In this line of story, we have following things to prove:

  1. iRS-LQR improves second-order trajectory optimization over naive gradients.
  2. iRS-LQR improves quasidynamic trajectory optimization over gradients.
  3. iRS-LQR with quasidynamic trajopt is better than iRS-LQR with second-order trajopt (can also be established as a computational efficiency argument)

Story of the Work: View from Non-smooth Optimization

  1. Naive gradient descent fails for the simplest cases of non-smooth problems, so we shouldn't expect strategies like SQP to work very well.
  2. Randomized smoothing is a strategy that can tackle the inherent non-convexity and non-smoothness in the problem.
  3. Unlike existing works in planning-through-contact, iRS-LQR attempts to not only mitigate the non-smoothness of the problem, but to some extent, the non-convexity of the problem as well.
  4. There are problems in which exact gradient descent deterministically fails, while iRS-LQR can recover from bad initialization probabilistically.

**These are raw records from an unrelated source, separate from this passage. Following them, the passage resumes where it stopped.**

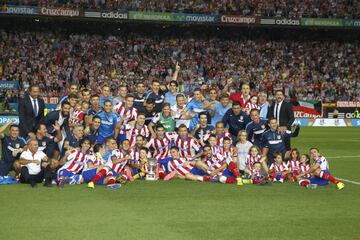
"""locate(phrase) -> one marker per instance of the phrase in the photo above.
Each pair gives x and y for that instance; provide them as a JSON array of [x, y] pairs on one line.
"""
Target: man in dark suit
[[283, 113], [31, 110]]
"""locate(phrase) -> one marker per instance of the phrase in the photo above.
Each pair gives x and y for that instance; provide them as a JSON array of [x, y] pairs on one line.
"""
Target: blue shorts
[[197, 171], [228, 173], [320, 181]]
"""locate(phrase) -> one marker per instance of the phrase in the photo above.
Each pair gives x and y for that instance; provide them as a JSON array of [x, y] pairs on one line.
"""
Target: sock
[[328, 177], [234, 169], [111, 181], [99, 175], [304, 183]]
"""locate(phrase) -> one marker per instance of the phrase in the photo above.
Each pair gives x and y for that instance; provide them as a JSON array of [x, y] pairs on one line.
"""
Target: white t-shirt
[[243, 150], [33, 167]]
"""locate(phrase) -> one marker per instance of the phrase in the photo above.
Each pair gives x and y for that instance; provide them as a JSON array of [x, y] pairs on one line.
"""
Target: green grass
[[188, 210]]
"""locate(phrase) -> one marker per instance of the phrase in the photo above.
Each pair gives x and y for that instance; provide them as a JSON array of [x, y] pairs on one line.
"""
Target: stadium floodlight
[[151, 174]]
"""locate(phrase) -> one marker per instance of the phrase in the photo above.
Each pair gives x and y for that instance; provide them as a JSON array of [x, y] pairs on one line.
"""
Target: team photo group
[[231, 135]]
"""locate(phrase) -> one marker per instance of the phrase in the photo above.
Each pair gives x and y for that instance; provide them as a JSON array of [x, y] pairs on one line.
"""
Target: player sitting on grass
[[139, 166], [278, 170], [75, 161], [222, 169], [183, 167], [304, 167], [96, 172], [320, 171], [293, 165]]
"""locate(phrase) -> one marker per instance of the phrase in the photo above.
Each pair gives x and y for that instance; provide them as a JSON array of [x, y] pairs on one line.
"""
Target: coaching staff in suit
[[283, 113], [31, 110]]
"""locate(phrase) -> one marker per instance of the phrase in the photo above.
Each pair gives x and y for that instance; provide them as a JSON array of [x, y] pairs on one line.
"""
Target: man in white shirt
[[33, 165]]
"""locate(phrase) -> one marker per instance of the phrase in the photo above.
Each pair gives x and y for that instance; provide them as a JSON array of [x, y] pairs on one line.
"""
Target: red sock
[[206, 178], [230, 180], [304, 183], [329, 178], [99, 175], [234, 169], [111, 181]]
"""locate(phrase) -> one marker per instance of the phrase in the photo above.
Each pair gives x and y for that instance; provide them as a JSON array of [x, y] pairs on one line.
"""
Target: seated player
[[304, 166], [139, 165], [70, 172], [294, 165], [183, 168], [95, 170], [320, 171], [222, 169], [252, 158], [278, 170]]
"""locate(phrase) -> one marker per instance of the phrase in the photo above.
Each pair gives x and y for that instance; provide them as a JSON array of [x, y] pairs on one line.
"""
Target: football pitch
[[188, 210]]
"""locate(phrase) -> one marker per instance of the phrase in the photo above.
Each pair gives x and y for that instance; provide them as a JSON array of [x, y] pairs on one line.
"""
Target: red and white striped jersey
[[250, 106], [133, 132], [75, 162], [294, 166], [250, 160], [96, 159], [323, 162], [304, 168], [126, 114], [279, 168], [219, 138], [119, 166], [228, 153], [215, 162], [177, 165], [162, 146], [77, 117], [187, 147]]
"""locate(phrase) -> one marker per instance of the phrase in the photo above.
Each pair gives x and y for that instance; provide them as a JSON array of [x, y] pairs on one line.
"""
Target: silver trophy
[[152, 173]]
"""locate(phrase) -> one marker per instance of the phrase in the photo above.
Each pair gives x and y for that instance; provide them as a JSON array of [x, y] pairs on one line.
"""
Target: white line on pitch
[[349, 181]]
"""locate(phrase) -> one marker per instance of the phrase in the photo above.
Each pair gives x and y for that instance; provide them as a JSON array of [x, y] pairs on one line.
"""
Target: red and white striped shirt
[[126, 114], [77, 117], [75, 162], [187, 147], [215, 162], [228, 153], [161, 146], [279, 168], [133, 132], [294, 166], [118, 167], [250, 160]]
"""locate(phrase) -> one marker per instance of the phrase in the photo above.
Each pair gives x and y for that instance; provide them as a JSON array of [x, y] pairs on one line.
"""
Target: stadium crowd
[[158, 133], [305, 70], [268, 8]]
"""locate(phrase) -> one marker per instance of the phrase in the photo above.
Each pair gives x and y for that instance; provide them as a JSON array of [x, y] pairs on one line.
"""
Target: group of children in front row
[[114, 166]]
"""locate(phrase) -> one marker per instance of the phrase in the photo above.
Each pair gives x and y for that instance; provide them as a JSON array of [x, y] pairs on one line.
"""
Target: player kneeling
[[184, 168], [75, 161], [320, 171], [96, 172], [278, 170]]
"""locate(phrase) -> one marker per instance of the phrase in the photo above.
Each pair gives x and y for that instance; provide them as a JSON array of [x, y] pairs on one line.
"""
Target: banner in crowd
[[280, 21], [151, 16], [307, 109], [27, 10], [6, 119], [201, 18], [238, 19], [9, 85], [325, 22], [107, 14], [59, 11]]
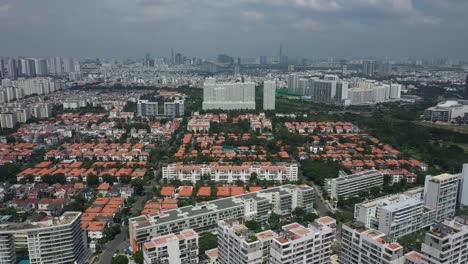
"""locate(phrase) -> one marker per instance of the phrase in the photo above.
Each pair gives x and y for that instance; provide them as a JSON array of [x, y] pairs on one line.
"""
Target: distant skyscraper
[[368, 68], [172, 56], [269, 92], [293, 82], [465, 96], [2, 69], [385, 69], [12, 69], [225, 59], [41, 67], [178, 59]]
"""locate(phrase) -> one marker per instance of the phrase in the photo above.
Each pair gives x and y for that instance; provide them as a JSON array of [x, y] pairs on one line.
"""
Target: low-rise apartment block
[[402, 214], [229, 173], [202, 217], [58, 240], [294, 243], [361, 245], [348, 185], [179, 248]]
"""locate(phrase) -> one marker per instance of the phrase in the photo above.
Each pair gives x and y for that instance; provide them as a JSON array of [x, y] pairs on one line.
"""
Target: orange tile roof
[[204, 191], [167, 190]]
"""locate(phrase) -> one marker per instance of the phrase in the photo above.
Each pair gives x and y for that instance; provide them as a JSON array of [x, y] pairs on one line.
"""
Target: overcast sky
[[306, 28]]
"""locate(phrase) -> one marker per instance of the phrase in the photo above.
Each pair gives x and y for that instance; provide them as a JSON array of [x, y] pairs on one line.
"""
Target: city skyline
[[240, 28]]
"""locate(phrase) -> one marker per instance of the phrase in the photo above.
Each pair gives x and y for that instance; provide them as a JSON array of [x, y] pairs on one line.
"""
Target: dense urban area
[[233, 160]]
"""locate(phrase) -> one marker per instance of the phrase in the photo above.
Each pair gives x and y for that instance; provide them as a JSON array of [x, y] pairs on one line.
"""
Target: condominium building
[[348, 185], [402, 214], [447, 242], [57, 240], [300, 244], [174, 109], [147, 108], [441, 195], [269, 93], [230, 173], [366, 246], [463, 194], [294, 243], [8, 120], [228, 96], [179, 248], [239, 245], [202, 217], [330, 90]]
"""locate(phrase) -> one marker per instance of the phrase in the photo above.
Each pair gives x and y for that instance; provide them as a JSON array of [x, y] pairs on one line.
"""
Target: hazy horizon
[[245, 28]]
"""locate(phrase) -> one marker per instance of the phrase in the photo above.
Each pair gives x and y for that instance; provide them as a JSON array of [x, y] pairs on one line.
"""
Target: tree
[[125, 179], [120, 259], [274, 221], [138, 257], [207, 241], [138, 185], [299, 214], [92, 180]]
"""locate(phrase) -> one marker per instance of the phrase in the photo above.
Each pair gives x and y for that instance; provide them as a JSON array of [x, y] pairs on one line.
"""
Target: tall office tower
[[465, 95], [395, 91], [385, 69], [179, 248], [8, 120], [178, 59], [225, 59], [12, 69], [228, 96], [293, 83], [294, 243], [59, 240], [28, 67], [361, 245], [68, 65], [303, 86], [174, 109], [368, 68], [41, 67], [269, 95], [2, 69], [54, 66], [441, 195], [463, 193], [446, 242], [172, 56], [147, 108]]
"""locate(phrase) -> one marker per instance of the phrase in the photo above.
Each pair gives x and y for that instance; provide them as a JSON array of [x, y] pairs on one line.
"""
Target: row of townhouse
[[202, 217], [230, 173]]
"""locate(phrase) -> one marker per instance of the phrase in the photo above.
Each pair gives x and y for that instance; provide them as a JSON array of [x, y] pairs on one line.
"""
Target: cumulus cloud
[[208, 26]]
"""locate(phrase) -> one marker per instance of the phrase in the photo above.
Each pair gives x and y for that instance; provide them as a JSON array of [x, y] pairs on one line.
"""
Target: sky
[[245, 28]]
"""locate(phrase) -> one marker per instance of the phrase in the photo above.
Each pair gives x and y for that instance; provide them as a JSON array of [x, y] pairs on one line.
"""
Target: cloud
[[253, 15], [306, 25], [4, 8]]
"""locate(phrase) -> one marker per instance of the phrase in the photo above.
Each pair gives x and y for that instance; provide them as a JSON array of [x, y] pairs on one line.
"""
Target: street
[[121, 242]]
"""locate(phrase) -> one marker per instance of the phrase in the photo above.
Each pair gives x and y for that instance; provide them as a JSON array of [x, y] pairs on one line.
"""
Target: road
[[120, 242], [321, 205]]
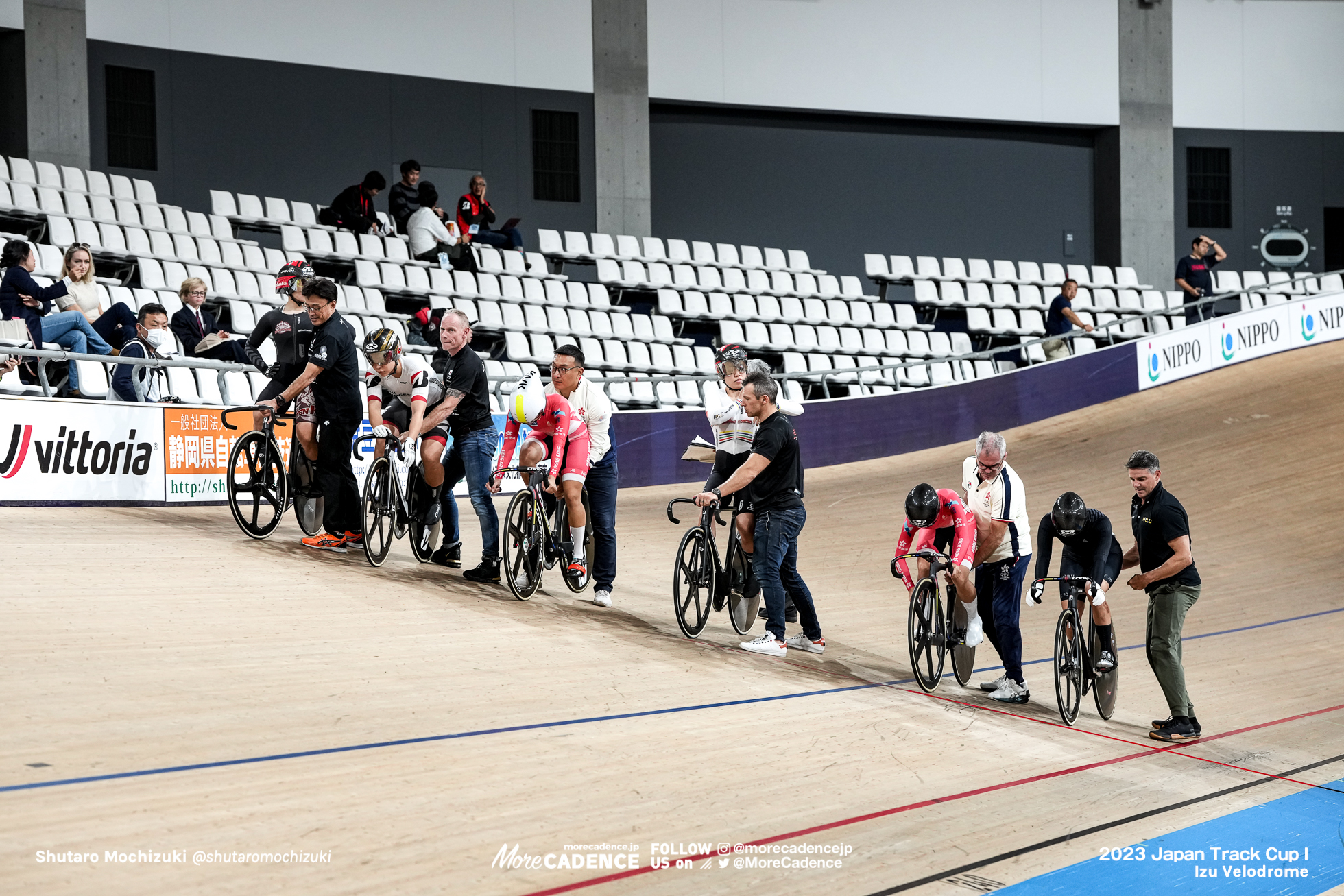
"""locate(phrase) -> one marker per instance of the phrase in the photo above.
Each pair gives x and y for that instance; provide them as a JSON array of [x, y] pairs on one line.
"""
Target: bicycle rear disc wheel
[[379, 507], [926, 634], [742, 610], [1107, 686], [693, 583], [523, 537], [257, 485], [1069, 669], [963, 657]]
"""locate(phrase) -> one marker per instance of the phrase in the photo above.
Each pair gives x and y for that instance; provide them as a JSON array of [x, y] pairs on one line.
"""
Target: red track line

Story of the Work: View from Reinforcement Learning

  1. Many papers in Model-based reinforcement learning / policy search uses a probabilistic formulation of dynamics, that we believe are being used to relax some of the hardness of the deterministic formulations that we had (i.e. we knew that the expected value is a better cost for a long time)
  2. So what does a stochastic modeling of the system offer us - what aspect of it makes the problem easier, and does it really make sense for non-smooth and/or combinatorial problems with contact dynamics?
  3. We start by analyzing the case where probability is injected into a deterministic non-smooth system in order to make a smoother approximation to the system. (NOTE: the question could perhaps be divided into where we inject noise, and where we take the expected value. For policy search in MDP it's often a total expectation over randomness in initial condition, dynamics, and the policy. Here we just do it over dynamics)
  4. Policy search does a lot of zero-order and optimization (e.g. policy gradient trick), and we also want to know if this has some fundamental benefits over using true gradients of the simulation by avoiding subtle cases like the Heaviside function / staircase effect.